Do nothing out of selfish ambition or vain conceit. Rather, in humility value others above yourselves, not looking to your own interests but each of you to the interests of the others.
Philippians 2:3-4 (NIV)


What injury is your neighbor carrying?

What worry is your neighbor holding?

What needs does your neighbor have?

What fear is your neighbor battling?

What inspiration could help and uplift your neighbor?

What encouragement does your neighbor crave?

God wants us to make other people a central focus of our lives. He blesses us with what we need as we are seeking to be a blessing to those around us. If you give yourself to the betterment of somebody else’s life, God makes sure there’s always somebody who’s around to be a blessing to you.

Some of the important questions that can be asked in your spirit are these: What are the needs of the people around me? Can my lens be shaped to observe them? Can my efforts be pointed to address them?

God invites us to live lives of selfless engagements. By that I mean the ability to practice compassion. To make sacrifices. To slow your life down and put others first. To let what grows inside of you breathe by outside exercise. To make intentional withdrawals from your life. To create space for God to act, through you, in the lives of other people. To make others count.



Study God, Not Self

Seek first the kingdom of God and His righteousness, and all these things shall be added to you.
Matthew 6:33 (NKJV)

Anthropology (the study of humankind) does not determine theology (the study of God).

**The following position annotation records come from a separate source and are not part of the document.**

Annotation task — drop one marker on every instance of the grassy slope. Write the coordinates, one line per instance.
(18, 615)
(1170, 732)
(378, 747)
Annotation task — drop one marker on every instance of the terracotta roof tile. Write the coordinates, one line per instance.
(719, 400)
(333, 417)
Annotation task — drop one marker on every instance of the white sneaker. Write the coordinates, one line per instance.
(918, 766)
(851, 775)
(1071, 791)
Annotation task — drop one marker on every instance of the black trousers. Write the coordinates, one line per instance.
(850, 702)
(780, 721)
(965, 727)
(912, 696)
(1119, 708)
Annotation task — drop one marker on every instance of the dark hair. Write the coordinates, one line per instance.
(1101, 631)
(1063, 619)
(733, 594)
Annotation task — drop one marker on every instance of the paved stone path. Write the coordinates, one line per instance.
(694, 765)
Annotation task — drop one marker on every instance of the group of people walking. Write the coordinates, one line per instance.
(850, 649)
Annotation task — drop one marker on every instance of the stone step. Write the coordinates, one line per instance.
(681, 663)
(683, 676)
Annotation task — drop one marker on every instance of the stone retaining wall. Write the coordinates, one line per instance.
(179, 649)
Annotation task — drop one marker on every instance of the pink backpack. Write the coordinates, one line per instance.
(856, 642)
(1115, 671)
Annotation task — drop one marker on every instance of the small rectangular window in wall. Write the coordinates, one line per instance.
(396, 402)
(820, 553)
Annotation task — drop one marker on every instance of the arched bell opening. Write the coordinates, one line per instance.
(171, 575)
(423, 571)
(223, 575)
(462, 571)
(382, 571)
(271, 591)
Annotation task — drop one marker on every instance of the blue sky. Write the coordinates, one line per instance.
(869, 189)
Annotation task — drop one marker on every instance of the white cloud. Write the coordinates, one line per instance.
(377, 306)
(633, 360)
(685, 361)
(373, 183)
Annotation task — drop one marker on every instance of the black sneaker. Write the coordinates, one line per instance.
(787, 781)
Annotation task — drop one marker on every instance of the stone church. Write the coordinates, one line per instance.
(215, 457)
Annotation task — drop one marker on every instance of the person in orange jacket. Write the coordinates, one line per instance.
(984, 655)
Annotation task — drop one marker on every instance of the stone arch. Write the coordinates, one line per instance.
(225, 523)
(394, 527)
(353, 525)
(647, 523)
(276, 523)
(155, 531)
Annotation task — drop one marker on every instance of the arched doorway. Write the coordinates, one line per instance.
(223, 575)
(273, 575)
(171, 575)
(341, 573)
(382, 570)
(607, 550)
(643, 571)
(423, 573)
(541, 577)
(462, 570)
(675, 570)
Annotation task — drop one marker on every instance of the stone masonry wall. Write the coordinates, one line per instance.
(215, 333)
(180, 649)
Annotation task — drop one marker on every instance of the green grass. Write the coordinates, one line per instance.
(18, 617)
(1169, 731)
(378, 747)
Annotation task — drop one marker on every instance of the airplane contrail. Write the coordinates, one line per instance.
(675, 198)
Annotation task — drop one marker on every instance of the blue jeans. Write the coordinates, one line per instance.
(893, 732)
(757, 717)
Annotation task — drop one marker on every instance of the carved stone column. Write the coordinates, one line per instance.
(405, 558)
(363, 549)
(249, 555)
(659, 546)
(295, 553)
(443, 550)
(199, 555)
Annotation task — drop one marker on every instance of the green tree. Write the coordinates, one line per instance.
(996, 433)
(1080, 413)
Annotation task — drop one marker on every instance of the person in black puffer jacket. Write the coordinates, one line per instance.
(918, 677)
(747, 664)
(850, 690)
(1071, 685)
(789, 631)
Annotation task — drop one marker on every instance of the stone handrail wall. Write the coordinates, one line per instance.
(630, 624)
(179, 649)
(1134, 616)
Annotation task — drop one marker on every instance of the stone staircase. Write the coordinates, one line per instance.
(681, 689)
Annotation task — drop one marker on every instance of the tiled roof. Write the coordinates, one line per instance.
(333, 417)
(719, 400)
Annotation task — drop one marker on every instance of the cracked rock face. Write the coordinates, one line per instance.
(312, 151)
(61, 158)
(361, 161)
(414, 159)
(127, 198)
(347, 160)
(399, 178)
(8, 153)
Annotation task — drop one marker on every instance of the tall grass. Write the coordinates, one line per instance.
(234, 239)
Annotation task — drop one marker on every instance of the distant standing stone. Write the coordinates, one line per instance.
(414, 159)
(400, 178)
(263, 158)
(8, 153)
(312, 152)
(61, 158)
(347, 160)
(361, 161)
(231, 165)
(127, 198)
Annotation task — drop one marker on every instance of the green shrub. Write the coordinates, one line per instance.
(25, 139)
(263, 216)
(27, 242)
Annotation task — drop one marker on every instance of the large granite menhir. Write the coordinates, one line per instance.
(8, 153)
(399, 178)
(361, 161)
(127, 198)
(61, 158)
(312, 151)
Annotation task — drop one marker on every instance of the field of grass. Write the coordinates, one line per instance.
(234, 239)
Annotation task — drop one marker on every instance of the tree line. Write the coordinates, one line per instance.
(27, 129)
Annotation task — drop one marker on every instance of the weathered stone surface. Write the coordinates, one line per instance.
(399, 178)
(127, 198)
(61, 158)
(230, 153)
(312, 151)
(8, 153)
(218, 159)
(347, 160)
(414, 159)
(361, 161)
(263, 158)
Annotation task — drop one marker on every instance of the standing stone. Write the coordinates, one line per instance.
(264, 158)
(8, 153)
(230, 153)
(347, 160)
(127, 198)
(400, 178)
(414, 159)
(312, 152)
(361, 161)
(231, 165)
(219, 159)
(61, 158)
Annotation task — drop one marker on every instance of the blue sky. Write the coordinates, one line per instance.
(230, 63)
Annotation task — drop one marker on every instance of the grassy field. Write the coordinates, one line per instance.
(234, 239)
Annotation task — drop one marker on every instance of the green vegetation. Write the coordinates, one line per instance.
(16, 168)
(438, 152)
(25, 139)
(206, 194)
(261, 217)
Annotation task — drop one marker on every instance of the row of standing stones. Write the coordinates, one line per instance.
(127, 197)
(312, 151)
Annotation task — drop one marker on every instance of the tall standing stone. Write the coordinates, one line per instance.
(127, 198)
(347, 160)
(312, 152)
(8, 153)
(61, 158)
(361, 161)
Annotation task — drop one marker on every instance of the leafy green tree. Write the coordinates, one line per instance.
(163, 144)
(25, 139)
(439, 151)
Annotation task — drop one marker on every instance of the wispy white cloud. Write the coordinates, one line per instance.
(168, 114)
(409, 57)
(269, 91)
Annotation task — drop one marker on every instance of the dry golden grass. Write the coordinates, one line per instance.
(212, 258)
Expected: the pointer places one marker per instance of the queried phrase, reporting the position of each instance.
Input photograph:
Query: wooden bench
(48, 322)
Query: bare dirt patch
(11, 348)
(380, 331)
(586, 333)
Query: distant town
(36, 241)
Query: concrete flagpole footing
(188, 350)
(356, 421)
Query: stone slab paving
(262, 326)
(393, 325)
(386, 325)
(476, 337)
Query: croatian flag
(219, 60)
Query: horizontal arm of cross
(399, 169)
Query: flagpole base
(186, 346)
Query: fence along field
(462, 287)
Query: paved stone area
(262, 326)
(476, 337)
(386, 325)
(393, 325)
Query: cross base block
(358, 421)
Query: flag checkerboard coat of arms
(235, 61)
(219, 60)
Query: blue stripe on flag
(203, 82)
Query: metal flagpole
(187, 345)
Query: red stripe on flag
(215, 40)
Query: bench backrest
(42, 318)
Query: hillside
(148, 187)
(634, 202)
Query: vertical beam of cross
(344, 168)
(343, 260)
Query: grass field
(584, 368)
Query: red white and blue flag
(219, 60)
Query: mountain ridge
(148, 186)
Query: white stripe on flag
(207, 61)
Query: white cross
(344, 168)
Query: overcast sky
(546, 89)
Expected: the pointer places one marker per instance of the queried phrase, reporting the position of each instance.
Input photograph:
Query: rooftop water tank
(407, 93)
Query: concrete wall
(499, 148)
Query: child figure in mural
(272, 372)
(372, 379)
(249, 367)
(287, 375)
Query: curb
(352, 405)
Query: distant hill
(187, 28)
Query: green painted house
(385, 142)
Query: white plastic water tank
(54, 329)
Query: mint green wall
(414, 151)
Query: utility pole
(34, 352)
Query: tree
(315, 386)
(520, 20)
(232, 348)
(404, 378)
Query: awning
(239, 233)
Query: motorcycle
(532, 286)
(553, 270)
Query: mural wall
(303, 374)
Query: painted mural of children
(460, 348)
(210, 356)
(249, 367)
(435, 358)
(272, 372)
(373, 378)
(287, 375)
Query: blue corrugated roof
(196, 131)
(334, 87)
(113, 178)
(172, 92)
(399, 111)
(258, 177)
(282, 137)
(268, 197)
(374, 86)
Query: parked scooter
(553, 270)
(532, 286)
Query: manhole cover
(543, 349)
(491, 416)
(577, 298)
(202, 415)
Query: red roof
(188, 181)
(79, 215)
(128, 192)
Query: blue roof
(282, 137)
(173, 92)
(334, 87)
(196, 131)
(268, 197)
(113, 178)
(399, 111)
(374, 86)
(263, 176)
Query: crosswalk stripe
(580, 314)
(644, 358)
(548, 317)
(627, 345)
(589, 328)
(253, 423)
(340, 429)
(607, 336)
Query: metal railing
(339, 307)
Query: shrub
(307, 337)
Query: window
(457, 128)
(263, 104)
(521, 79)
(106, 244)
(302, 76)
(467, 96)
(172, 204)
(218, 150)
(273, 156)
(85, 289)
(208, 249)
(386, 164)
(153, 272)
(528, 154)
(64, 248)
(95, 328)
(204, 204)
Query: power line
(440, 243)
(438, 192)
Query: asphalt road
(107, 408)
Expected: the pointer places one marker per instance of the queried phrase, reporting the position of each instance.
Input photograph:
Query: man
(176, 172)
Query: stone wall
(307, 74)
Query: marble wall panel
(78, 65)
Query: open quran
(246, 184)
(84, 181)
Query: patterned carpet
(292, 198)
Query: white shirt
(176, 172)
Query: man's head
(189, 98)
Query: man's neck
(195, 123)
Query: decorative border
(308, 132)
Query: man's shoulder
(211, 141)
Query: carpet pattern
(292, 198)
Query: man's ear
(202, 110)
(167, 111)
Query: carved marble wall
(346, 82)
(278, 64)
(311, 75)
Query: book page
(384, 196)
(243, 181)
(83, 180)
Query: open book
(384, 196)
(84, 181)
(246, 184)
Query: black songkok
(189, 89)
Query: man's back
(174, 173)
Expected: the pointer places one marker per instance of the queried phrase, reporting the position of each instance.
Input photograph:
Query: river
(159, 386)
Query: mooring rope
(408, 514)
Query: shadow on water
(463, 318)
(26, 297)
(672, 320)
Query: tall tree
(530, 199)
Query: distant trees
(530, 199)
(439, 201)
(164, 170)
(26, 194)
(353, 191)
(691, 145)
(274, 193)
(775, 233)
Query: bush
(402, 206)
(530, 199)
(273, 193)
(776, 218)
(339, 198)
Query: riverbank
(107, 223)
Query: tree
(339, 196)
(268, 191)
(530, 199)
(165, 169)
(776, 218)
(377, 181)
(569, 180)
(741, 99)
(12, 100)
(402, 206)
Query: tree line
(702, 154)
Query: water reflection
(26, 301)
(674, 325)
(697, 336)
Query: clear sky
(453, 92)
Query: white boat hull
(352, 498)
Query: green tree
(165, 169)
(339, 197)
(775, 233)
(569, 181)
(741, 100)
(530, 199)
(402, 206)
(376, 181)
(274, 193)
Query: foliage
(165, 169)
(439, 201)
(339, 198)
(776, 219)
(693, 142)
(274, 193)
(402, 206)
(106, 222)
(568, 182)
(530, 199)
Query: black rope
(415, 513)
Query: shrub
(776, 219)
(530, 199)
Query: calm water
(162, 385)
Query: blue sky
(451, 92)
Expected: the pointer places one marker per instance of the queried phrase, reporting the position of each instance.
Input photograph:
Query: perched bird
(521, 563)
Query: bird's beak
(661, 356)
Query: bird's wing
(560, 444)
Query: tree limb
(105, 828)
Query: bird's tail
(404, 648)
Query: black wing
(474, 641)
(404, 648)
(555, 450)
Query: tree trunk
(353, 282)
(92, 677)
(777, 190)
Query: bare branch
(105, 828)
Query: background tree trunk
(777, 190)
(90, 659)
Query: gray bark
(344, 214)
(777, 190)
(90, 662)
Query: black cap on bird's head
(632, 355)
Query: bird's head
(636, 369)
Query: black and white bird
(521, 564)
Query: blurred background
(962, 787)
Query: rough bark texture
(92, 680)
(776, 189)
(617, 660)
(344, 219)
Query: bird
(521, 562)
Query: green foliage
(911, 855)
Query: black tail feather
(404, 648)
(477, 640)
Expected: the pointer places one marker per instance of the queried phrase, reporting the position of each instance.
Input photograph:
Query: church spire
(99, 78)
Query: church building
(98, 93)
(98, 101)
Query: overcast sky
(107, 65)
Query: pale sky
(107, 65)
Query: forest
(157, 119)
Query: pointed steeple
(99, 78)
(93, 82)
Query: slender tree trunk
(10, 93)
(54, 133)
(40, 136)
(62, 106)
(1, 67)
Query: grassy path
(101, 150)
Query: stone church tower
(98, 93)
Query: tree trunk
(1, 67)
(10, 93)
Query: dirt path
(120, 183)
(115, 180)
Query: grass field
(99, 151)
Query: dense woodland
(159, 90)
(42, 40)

In other words, you don’t interpret you in order to interpret God. That’s the problem in our current culture. People are studying themselves and hoping as a byproduct that they’ll come to an understanding of God.

In order to understand you, you must first understand God.

That’s why in Genesis, it doesn’t say “In the beginning, man…” but rather “In the beginning, God...” God created man in His own image, after His own likeness, and breathed into him the breath of life, and he became a living soul.

You can’t become aware of who you are, the complexities that make up your personality, and the calling that God has bestowed upon your life until you understand God. That’s why He allows difficult experiences and takes you to unpleasant places sometimes in your life. He lets life drag you through certain calamities because He’s trying to stir up the gift that He has placed inside of you.

If you understand God, then you can understand yourself. You’ll realize that no weapon formed against you will prosper. You can’t be mad that those weapons are formed; you just have to thank God that you’re stronger in Him than anything this world brings against you. He’s working it all together for your good because He who is in you is greater than he who is in the world.